As CMS continues to shift from the role of a passive payer to a value-based purchaser, there are various ways that the agency might seek to leverage the public release of the Data Set and the potential insights from analysis of the Data Set and other Medicare data that CMS may release in the future. In particular, and as CMS emphasized at the time of release, publishing the Data Set is designed to contribute to an enhanced sense of transparency and accountability within the health care system. HHS may seek to use insights derived from the Data Set regarding prescribing patterns to support fraud- and abuse-enforcement activities as well as intensify collaborative efforts such as the public-private Healthcare Fraud Prevention Partnership. Findings from the Data Set also may enable CMS to refine how it measures the quality and cost-effectiveness of physicians and other health care providers. Analyses of the data may be used to support advocacy for integrating accountability for Medicare Part D in Accountable Care Organizations and Part D Plans, demonstrating both the role pharmacy services can play in generating cost savings and improving quality of care and opportunities for appropriate, cost-sensitive prescribing.

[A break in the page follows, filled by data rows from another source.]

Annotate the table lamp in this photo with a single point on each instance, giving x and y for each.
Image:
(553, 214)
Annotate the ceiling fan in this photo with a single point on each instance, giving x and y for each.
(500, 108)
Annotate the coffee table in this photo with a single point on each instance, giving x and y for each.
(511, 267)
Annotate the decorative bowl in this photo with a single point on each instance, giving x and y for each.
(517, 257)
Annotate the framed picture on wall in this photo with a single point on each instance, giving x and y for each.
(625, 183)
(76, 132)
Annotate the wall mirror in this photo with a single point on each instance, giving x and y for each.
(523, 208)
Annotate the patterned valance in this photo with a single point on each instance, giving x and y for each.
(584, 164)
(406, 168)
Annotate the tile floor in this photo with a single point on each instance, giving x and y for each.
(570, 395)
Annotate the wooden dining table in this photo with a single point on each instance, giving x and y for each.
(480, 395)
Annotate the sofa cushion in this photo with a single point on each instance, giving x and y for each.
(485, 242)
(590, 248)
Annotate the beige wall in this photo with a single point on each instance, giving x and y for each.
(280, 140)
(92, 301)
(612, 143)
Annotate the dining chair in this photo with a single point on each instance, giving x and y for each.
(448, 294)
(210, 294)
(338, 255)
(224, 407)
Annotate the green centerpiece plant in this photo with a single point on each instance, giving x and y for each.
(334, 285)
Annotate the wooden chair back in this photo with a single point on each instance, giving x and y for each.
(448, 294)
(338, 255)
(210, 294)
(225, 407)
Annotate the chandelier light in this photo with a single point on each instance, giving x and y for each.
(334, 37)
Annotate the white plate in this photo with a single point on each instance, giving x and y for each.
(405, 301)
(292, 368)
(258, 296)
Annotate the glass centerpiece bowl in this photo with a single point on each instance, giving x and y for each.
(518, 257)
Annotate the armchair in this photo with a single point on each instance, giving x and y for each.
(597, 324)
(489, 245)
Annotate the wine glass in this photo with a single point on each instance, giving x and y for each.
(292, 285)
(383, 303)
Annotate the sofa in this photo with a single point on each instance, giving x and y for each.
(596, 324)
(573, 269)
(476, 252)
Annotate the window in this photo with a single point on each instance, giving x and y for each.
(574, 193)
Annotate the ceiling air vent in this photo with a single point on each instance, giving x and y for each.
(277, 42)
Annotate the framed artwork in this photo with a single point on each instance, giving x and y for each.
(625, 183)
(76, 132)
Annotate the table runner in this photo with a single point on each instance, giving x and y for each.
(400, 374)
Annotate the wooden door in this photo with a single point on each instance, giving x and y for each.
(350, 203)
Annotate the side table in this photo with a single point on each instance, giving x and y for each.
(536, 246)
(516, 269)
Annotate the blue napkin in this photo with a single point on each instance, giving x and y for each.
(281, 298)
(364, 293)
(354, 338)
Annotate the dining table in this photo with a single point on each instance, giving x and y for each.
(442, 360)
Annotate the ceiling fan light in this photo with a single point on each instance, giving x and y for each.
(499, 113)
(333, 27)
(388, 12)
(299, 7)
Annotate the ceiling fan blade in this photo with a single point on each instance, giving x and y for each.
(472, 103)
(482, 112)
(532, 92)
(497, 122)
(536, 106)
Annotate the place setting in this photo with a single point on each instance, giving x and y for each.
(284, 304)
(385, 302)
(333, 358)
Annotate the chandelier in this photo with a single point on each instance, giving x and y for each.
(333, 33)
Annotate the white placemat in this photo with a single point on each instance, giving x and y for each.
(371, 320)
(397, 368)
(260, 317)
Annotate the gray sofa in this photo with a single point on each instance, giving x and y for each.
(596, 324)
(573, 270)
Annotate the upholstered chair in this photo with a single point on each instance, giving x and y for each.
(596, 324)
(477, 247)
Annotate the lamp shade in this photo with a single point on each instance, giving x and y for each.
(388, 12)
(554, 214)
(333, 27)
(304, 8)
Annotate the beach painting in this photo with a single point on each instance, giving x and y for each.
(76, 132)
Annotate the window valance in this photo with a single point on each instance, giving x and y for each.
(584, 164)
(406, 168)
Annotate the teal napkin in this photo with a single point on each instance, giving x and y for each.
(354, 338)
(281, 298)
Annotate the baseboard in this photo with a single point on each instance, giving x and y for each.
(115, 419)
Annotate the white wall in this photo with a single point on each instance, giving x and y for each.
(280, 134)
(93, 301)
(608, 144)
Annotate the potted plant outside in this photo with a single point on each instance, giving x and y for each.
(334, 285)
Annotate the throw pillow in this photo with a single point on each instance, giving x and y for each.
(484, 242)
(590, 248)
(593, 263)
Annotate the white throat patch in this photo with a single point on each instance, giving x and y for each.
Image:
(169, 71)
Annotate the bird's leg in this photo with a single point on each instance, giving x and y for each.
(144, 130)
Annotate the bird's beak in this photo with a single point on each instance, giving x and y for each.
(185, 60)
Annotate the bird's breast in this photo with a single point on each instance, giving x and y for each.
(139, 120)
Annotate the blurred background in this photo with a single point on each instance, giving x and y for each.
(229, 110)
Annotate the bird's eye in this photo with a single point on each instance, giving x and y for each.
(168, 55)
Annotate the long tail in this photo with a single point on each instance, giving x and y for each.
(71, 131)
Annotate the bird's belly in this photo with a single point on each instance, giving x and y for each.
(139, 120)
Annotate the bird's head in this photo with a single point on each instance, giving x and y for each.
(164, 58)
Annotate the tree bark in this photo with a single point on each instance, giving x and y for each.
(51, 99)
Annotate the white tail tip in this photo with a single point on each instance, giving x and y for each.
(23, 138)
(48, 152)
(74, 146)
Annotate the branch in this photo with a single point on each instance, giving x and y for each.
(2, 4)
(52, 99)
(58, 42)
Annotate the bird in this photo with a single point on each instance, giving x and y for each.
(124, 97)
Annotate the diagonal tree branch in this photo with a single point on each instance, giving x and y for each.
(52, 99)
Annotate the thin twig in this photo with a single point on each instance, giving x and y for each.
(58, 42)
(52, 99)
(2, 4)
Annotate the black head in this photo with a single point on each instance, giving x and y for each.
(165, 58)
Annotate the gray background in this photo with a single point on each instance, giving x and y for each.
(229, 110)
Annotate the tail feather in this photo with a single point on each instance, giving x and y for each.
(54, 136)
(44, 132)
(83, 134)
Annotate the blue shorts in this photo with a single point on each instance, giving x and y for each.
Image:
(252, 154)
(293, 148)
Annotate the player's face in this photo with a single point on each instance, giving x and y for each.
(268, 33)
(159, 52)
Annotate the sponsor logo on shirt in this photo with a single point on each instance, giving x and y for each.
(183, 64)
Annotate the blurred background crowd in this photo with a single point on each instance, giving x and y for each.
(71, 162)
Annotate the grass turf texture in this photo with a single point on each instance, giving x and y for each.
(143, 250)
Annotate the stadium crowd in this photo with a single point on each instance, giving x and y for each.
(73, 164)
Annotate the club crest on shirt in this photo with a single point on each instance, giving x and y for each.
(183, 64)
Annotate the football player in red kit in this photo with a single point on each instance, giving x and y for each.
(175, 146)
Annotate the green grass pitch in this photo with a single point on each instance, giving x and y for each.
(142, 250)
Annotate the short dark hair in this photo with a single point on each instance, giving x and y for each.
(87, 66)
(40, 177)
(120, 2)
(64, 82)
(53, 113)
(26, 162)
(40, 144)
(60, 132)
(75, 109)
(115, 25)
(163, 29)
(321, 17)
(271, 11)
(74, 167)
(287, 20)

CMS’ decision to release this data, however, is not without controversy and concern. Stakeholders within the pharmaceutical sector have raised concerns that the Data Set is misleading and misrepresents Medicare Part D spending because, as noted above, the data does not reflect manufacturer rebates and otherwise lacks necessary context. In that regard, industry stakeholders assert that the data incorrectly quantifies the cost of Part D covered drugs to the taxpayer and fails to demonstrate how these drugs contribute to lower Medicare spending by improving outcomes, helping patients avoid costly surgical interventions and reducing physician visits. Some providers have also expressed concern that the Data Set does not reflect nuances such as the effect of a physician’s patient population on drug costs or the necessity of prescribing branded drugs when there is no generic substitute.